Nein. Es gibt auch eine Minderheit der Meinungsstarken. Sie übernehmen die Positionen, wie wir sie in den Talkshows sehen, ins Private und bekämpfen sich auf dem Schlachtfeld der Narrative. Die einen fordern Härte gegen Putin, die anderen Verhandlungen. Die Standpunkte sind eigentlich immer die gleichen. Doch auch hier sorgt der Gaza-Krieg für eine Zuspitzung der Überforderung, die nun auch die bisher Meinungsstarken immer mehr trifft. Dass die Israelis die Hamas ausschalten wollen, halten einige für gerechtfertigt. Aber rechtfertigt das die Gewalt gegen unschuldige Palästinenser im Gaza-Streifen? Die Widersprüche sind kaum auflösbar.
Was macht das mit den Diskussionen in unserem Land?
Was man sieht und – denke ich – noch stärker sehen wird, ist eine Verlagerung in die Innenpolitik. Die Debatte um eingewanderten Antisemitismus und um die Pro-Palästina-Demonstrationen in den Städten macht den Nahost-Konflikt greifbarer. Und – weil die Polizei das letztlich ja alles noch im Griff hat –- auch aushaltbarer.

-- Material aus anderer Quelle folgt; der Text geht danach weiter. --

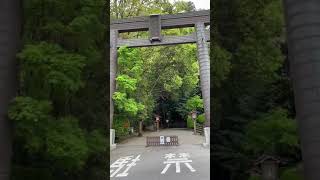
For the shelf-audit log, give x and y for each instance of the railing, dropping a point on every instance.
(166, 141)
(199, 128)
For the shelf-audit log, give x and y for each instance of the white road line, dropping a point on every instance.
(115, 172)
(190, 167)
(178, 167)
(165, 169)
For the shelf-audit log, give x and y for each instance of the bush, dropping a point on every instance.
(189, 122)
(121, 126)
(201, 118)
(254, 178)
(291, 174)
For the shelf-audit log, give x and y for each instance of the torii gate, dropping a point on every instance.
(154, 24)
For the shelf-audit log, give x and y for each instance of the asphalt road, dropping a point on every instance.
(183, 162)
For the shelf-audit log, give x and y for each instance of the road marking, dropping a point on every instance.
(190, 167)
(165, 169)
(177, 167)
(122, 162)
(173, 159)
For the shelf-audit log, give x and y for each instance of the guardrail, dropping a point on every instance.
(162, 141)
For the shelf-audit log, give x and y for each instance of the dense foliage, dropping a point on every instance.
(59, 114)
(253, 105)
(155, 80)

Wie viel Schuld an der Überforderung trifft die Medien?
Nicht so viel, glaube ich. In unseren Befragungen wird natürlich zum Teil schon auch kritisiert, dass die Berichterstattung einseitig wäre – zum Beispiel pro Ukraine. Das kommt aber vor allem aus einer bestimmten Ecke, die auch Verschwörungstheorien nahesteht. Die Mehrheit sieht sich glaubwürdig informiert. Nur leidet sie eben unter dem, was sie da hört und liest. Daran können einzelne Medien aber nicht viel ändern.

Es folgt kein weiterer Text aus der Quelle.